Why Companies Go Public

Private companies sell shares to the public for several reasons. The most often cited is to raise capital — money the company can use to grow, pay down debt, or fund acquisitions. A public listing also gives existing shareholders, including founders, employees, and venture investors, a way to sell their stakes in a regulated, liquid market. Going public can raise a company's profile and make its stock useful as a currency for future acquisitions and employee compensation.

Going public also imposes significant costs: ongoing public reporting, regulatory compliance, listing fees, and a level of scrutiny that private companies do not face.

The Filing

The formal process begins with a registration statement filed with the U.S. Securities and Exchange Commission. For a U.S. IPO, this is the Form S-1. The S-1 contains a detailed prospectus describing the business, its industry, its risk factors, its historical financial statements (typically audited), the use of proceeds, the management team, and the structure of the offering.

Once filed, the document goes through SEC review. The agency does not pass on the merits of the investment; it reviews the filing for completeness and disclosure quality. Iterations between the company and the SEC are common.

The Underwriters

The company hires investment banks — the "underwriters" — to manage the offering. The lead underwriter or underwriters take primary responsibility for pricing the deal, marketing it to institutional investors, and stabilizing the stock once it begins trading. In a "firm commitment" IPO, the underwriters buy the shares from the company at the offering price and resell them to investors. They earn the spread between the two.

Roadshow and Book-Building

After the SEC clears the filing, the company and its bankers conduct a roadshow — a series of presentations to institutional investors over roughly two weeks. During this period, the underwriters collect indications of interest from potential buyers and build an "order book" that helps determine the final offering price and allocation. The price range disclosed in the prospectus is typically narrowed near the end of the roadshow as demand becomes clearer.

Pricing and the First Trade

The night before the IPO, the underwriters and the company set the final offering price. That is the price at which institutional investors who participated in the book-building actually buy their shares. The next morning, trading opens on the exchange — historically the New York Stock Exchange or Nasdaq — at a price determined by buy and sell orders submitted by the broader market.

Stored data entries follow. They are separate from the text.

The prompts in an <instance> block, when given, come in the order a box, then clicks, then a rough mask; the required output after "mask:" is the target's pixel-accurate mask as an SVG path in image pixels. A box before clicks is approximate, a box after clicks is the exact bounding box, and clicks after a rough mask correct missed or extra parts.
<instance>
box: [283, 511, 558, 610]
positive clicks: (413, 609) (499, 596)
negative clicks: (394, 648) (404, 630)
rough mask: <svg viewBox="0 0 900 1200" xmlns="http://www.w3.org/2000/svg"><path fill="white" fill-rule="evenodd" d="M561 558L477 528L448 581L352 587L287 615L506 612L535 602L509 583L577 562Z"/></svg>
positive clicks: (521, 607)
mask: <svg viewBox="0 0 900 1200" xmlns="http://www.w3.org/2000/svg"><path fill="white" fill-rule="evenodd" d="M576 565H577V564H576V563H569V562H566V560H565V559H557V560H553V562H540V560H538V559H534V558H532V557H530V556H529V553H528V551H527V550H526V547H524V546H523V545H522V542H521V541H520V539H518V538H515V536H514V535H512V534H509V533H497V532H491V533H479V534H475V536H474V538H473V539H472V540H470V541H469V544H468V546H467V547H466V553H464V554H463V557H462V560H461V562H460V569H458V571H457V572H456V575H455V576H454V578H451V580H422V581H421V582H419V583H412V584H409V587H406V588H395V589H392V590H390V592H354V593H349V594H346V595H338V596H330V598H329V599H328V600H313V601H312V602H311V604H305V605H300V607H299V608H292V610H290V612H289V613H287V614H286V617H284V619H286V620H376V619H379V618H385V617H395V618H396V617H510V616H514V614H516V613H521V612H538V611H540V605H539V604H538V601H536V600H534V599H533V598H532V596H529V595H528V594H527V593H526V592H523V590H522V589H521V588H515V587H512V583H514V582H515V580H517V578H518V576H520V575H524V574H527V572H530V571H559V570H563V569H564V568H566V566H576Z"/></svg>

The opening price is often higher than the offering price; the difference between them is sometimes called an "IPO pop." Whether such a pop reflects underpricing or just normal price discovery is a longstanding debate in market structure literature.

Lockups and the Aftermarket

Most IPOs include a "lockup period" — typically 90 to 180 days — during which insiders are contractually barred from selling their shares. The expiration of the lockup can introduce significant new supply into the market and is closely watched by traders.

Alternatives

The traditional underwritten IPO is no longer the only path. Direct listings let a company list its existing shares on an exchange without a new share issuance or underwriter-mediated allocation. Special purpose acquisition companies (SPACs) — pre-funded shells that take a private company public via merger — became prominent in the early 2020s. Each route has different mechanics, costs, and disclosure requirements, but the regulatory backbone of public-company reporting is broadly the same once the company is listed.

This article is for general informational and educational purposes only and does not constitute financial, investment, tax, or legal advice. Consult a qualified professional before making any investment decision.